Andrew Groen’s epic attempt to write the story of the null sec conflicts in EVE Online. The campaign, which only asked for $12,500, funded in seven hours and hit nearly $100K. I am not sure we’ll get the books on time, but his monthly updates have covered his progress in some detail. He is even now up in Iceland, having given a presentation about his work. But when we do get it, you can be sure I’ll review it here.
Failed Campaigns
And then there were the campaigns I backed but which did not fund.
1 – Storybricks, the storytelling online RPG – May 2012
I am still unclear as to what I was actually getting in exchange for backing this project. They were working on a development tool, which doesn’t translate well for end users. Believe me, I know that pain. I have been working on development tools for the last 17 years. But Brian Green was part of the project, so I kicked in before the campaign ended. Eventually Storybricks got in bed with SOE for the whole EverQuest Next project, then the buyout happened, Daybreak ended their contract, and they folded up shop… dropping a final bit of crazy on us on the way out the door. I am not at all sure what the trajectory would have been had this campaign succeeded.
2 – Project: Gorgon – An Indie MMORPG by Industry Veterans – October 2012
The first Project: Gorgon campaign. Eric Heimburg wanted $55K, but barely got past the $14K mark. Too obscure to get the backing it needed, the project soldiered on without it.
3 – Tinker Dice from Project Khopesh – June 2013
Tesh makes some dice. While this first campaign did not fund, he later went on to have success in subsequent campaigns.

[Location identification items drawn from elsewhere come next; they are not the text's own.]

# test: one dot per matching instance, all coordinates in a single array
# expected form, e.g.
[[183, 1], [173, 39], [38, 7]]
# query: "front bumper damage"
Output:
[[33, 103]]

4 – Pantheon: Rise of the Fallen – January 2014
Brad McQuaid decided he was going to get into the whole spiritual successor funding thing with a throw back to EverQuest. He asked for too much money… at least more than his name and reputation could draw… and spread his focus too wide in my opinion. The project is theoretically still going, but post-campaign funding has been problematic at best.
5 – Project: Gorgon – A new approach to MMOs – August 2014
The second coming of the Project: Gorgon kickstarter campaign. By this point there was a solid, playable game to be supported. Asked for $100K, got just over $23K in pledges. Eric Heimburg just isn’t a name with much draw, and as has been discussed before, the project name itself isn’t doing him any favors. The project doesn’t even have a page on Wikipedia. Still, Project: Gorgon lives and you can go play it right now.
Summary
Overall, Kickstarter has worked out pretty well for me. I have managed so far to back only projects that have come to fruition. (I don’t count the failed campaigns.) I like to think that I have chosen wisely, picking only campaigns run by teams with a track record of success. But it is probably more likely that, in backing just a few projects, I managed to get lucky.
There was clearly a stretch of time where I was more enthusiastic on the whole Kickstarter thing. That has faded somewhat, and you will no doubt notice some omissions from the list, popular projects I opted to pass on. There is no Crowfall on my list, as an example.
The only project I have mild regrets about not backing is the Ogre Designer’s Edition campaign from Steve Jackson Games. I played Ogre and G.E.V. back when they came in a zip-loc bag, so there was a strong nostalgia factor present when the campaign launched. That said, I am not sure what I would do with the 29 pound box that resulted when the campaign raised nearly a million dollars when they only asked for $20K. I don’t have anybody to play table top games with and I have more than enough stuff around the house I do not use, so another huge box in a closet probably wasn’t necessary.
So that is my Kickstarter tale. I am still waiting on some projects to finish, and every single project I have backed has been late to one degree or another, but things have still turned out okay so far. How have you done with Kickstarter?